In the same context, the “Refugees Platform in Egypt” monitored the authorities’ transfer of at least fifty Eritrean detainees from detention centres in Aswan Governorate – in the south of the country – to Helwan – south of Cairo – in procedure authorities always follow in order to implement the process of deportation and to present the detainees to The Eritrean embassy to obtain travel documents, which is one of the first steps in deportation process – as RPE documented the methodology used in previous deportations -.

The detainees are being arrested due to undocumented entry into Egypt and remain for varying periods in administrative detention – without legal basis – and are deprived of the right to defence and legal representation.
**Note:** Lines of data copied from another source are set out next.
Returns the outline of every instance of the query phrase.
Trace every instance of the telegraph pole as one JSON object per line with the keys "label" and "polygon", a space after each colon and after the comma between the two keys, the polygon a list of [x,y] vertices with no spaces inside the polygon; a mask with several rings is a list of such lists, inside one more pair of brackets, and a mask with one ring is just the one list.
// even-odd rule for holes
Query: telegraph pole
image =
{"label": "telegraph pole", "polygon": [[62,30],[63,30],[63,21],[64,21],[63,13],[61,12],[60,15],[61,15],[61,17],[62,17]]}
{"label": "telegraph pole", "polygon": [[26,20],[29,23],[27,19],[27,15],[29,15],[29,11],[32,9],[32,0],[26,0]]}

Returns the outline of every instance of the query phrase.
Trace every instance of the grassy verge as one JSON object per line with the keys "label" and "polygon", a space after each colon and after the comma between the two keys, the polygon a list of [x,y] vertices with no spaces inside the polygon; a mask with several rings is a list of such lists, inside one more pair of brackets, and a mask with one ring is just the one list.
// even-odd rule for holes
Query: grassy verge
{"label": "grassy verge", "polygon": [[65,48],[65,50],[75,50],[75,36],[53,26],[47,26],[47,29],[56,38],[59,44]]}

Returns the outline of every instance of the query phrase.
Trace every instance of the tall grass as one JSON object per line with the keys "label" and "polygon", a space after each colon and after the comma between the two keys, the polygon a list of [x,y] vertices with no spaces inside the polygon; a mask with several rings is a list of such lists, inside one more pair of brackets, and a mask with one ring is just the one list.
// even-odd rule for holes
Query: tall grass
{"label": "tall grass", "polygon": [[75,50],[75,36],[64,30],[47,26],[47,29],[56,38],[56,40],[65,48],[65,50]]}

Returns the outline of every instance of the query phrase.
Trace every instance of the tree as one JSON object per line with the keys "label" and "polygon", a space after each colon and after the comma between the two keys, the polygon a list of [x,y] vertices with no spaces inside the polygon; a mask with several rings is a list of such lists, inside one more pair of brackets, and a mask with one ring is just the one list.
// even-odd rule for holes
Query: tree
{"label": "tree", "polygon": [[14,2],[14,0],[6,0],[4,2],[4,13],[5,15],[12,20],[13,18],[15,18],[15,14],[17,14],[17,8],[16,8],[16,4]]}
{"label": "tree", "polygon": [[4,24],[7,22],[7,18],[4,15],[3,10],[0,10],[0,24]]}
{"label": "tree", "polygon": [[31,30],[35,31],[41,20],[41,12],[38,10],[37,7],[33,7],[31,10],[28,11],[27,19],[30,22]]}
They are detained in inhumane and extremely bad detention conditions in which they are denied the right to medical care, and their families are also deprived of visiting them or knowing any information about their situation, and without any access to the asylum procedures.

Over the past year, RPE documented forced returns carried out by the Egyptian authorities, between October and the end of December 2021, when the authorities forcibly deported 40 Eritrean asylum seekers to Eritrea in three separate deportations, despite local and international condemnations.

UN human rights experts, including the special rapporteurs on Eritrea and on torture, had previously protested against the forced return of 15 Eritreans in October and November 2021, including at least seven asylum seekers, saying that others previously returned were subjected to torture, held in severe punitive conditions, and disappeared.

In the last forced deportation documented by RPE at the end of last year, which was launched from Cairo Airport on December 24, 2021, the Egyptian authorities forcibly deported 24 Eritrean asylum seekers, including children, and the families of the deportees did not receive any news of them since the moment of their deportation.

Last January, the Refugees Platform in Egypt, in cooperation with Human Rights Watch, issued a joint report showing that Egyptian authorities forcibly deport Eritrean asylum seekers – including children – without assessing their asylum claims or other protection needs. These procedures expose the deportees to the risk of arbitrary arrest and torture in their country of origin.

In the joint report, Joe Stork, deputy Middle East and North Africa director at Human Rights Watch, said: “Egypt should stop forcing Eritreans to return to a country where they face serious risks of arbitrary detention and torture and allow them full access to asylum procedures. The Egyptian authorities should also immediately halt the immigration detention of children.”

The “Refugee Platform in Egypt” condemns the Forced deportations that the Egyptian authorities continue to carry out, and considers them a violation of Egypt’s international and regional obligations against asylum seekers. We warn that the Egyptian authorities are carrying out the forced deportations of Eritrean asylum seekers regularly in the recent period and recklessly without a real assessment of the danger to the lives of the individuals who are being deported and forcibly returned to the countries from which they fled, fearing for their lives.